NeurIPS2024

Unveiling LoRA Intrinsic Ranks via Salience Analysis

Wenjun Ke, Jiahao Wang, Peng Wang, Jiajun Liu, Dong Nie, Guozheng Li, Yining Li

摘要

The immense parameter scale of large language models underscores the necessity for parameter-efficient fine-tuning methods. Methods based on Low-Rank Adaptation (LoRA) assume the low-rank characteristics of the incremental matrix and optimize the matrix obtained from low-rank decomposition. Although effective, these methods are constrained by a fixed and unalterable rank, neglecting the variable importance of matrices. Consequently, methods for adaptive rank allocation are proposed, among which AdaLoRA demonstrates excellent fine-tuning performance. AdaLoRA conducts adaptation based on singular value decomposition (SVD), dynamically allocating ranks according to importance. However, it still struggles to achieve a balance between fine-tuning effectiveness and efficiency, leading to limited rank allocation space. Additionally, the importance measurement focuses only on parameters with minimal impact on the loss, neglecting the dominant role of singular values in SVD-based matrices and the fluctuations during training.

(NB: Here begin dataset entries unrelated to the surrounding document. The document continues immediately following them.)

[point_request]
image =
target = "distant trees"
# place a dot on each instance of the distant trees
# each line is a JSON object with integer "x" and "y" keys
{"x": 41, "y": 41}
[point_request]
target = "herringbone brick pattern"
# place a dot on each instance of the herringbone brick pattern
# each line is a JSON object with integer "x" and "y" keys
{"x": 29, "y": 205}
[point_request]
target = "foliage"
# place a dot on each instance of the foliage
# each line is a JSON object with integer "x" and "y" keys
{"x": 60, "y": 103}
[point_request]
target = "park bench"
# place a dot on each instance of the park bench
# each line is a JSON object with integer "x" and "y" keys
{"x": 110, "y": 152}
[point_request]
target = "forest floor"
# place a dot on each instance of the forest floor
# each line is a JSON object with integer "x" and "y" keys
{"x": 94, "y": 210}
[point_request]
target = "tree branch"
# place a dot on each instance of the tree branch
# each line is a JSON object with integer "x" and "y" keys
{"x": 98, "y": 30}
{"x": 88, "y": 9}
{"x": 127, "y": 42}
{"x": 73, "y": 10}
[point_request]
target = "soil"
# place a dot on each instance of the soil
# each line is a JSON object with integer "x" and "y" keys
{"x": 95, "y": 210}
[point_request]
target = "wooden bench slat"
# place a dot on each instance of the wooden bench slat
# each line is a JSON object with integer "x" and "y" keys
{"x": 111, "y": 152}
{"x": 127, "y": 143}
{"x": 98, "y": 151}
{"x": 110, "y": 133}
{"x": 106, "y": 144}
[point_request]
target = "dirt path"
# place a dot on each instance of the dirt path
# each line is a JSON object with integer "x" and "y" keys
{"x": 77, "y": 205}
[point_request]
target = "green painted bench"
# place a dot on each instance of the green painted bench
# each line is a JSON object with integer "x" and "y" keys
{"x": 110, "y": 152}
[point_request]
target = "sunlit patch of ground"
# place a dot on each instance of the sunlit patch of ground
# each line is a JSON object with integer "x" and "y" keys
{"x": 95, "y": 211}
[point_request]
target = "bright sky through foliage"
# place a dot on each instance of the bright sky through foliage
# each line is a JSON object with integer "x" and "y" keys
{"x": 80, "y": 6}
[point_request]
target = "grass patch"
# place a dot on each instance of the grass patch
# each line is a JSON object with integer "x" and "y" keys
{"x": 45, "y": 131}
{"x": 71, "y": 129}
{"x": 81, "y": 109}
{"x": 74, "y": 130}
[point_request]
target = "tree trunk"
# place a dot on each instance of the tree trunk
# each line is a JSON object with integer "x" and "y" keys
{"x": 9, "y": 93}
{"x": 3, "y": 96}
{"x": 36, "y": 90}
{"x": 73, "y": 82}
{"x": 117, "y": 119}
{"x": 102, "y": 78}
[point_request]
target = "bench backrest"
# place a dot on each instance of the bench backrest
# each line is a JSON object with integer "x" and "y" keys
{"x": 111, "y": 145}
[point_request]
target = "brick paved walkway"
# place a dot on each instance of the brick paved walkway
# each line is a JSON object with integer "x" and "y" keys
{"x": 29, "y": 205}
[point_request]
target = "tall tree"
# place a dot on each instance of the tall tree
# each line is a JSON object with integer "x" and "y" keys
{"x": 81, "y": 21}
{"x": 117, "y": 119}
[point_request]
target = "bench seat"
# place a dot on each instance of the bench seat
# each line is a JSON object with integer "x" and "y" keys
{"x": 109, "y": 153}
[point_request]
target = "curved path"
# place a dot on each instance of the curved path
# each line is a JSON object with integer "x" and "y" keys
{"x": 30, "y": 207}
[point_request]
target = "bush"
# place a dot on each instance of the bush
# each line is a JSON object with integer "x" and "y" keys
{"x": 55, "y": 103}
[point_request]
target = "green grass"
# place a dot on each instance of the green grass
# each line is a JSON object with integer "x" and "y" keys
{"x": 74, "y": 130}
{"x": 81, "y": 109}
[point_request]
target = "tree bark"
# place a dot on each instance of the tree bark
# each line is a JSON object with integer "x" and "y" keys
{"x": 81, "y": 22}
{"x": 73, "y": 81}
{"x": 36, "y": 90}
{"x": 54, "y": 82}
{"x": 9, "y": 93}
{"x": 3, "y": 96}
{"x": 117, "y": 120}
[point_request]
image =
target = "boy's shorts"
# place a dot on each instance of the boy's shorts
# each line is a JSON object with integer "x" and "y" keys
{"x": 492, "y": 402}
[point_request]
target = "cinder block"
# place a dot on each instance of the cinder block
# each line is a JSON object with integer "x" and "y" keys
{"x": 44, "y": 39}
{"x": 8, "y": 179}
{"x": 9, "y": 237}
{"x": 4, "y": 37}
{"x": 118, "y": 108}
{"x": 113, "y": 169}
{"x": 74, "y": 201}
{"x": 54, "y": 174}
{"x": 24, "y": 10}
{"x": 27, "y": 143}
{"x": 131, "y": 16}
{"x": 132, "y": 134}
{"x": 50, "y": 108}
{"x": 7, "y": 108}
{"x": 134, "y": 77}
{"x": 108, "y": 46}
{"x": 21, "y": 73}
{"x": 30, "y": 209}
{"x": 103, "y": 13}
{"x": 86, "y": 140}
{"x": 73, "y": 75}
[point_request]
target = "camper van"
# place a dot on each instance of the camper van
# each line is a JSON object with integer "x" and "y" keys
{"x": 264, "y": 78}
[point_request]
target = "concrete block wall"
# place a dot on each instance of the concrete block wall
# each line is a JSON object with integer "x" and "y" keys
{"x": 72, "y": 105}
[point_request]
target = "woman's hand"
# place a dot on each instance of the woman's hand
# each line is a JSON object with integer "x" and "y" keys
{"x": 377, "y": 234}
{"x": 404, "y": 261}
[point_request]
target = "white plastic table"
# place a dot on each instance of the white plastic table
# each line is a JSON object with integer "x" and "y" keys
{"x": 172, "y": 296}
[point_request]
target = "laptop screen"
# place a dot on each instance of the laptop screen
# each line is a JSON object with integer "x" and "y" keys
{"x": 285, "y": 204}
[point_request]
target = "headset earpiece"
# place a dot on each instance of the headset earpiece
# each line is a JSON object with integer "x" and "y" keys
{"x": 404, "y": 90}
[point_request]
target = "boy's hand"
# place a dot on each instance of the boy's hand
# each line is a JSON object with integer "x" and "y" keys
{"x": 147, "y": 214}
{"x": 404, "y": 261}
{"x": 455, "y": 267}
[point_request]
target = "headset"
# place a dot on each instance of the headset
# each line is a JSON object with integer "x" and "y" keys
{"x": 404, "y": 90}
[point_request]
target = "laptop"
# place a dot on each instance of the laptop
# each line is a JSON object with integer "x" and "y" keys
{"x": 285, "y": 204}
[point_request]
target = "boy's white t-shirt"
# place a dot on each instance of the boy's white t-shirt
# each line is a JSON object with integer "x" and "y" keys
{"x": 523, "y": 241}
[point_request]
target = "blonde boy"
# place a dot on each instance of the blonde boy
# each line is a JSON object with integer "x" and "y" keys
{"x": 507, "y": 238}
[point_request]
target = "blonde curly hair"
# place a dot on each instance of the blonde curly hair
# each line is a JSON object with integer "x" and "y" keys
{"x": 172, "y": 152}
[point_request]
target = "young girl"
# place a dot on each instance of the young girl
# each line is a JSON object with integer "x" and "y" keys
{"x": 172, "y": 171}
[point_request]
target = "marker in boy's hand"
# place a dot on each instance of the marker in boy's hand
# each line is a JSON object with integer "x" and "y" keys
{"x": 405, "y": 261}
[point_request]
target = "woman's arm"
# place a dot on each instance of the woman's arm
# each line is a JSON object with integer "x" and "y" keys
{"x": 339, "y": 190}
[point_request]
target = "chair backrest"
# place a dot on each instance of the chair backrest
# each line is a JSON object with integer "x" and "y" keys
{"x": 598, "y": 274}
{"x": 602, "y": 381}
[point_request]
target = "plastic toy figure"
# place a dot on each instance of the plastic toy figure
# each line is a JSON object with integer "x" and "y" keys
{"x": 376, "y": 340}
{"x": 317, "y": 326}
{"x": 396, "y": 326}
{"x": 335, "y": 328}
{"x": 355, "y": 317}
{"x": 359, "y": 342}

To address these issues, we propose SalientLoRA, which unveils the intrinsic ranks of the weight matrix via salience measurement and adaptively optimizes ranks of LoRA. This method measures the salience of rank within a time-series by constructing inter-dependencies among the correlations of singular values and prune ranks with low salience while retaining those with high significance. Additionally, an adaptive adjustment of the time-series window enhances the speed of rank allocation while ensuring training stability. This mechanism enables matrics to set a higher initial rank, thus expanding the allocation space for ranks. To evaluate the generality of our method across various tasks, we conduct experiments on natural language understanding (NLU), natural language generation (NLG), and large model instruction tuning tasks. Experimental results demonstrate the superiority of SalientLoRA, which outperforms state-of-the-art methods by 0.96%-3.56% on multiple datasets. Furthermore, as the rank allocation space expands, our method ensures fine-tuning efficiency, achieving a speed improvement of 94.5% compared to AdaLoRA. The code is publicly available at https://github.com/Heyest/SalientLoRA .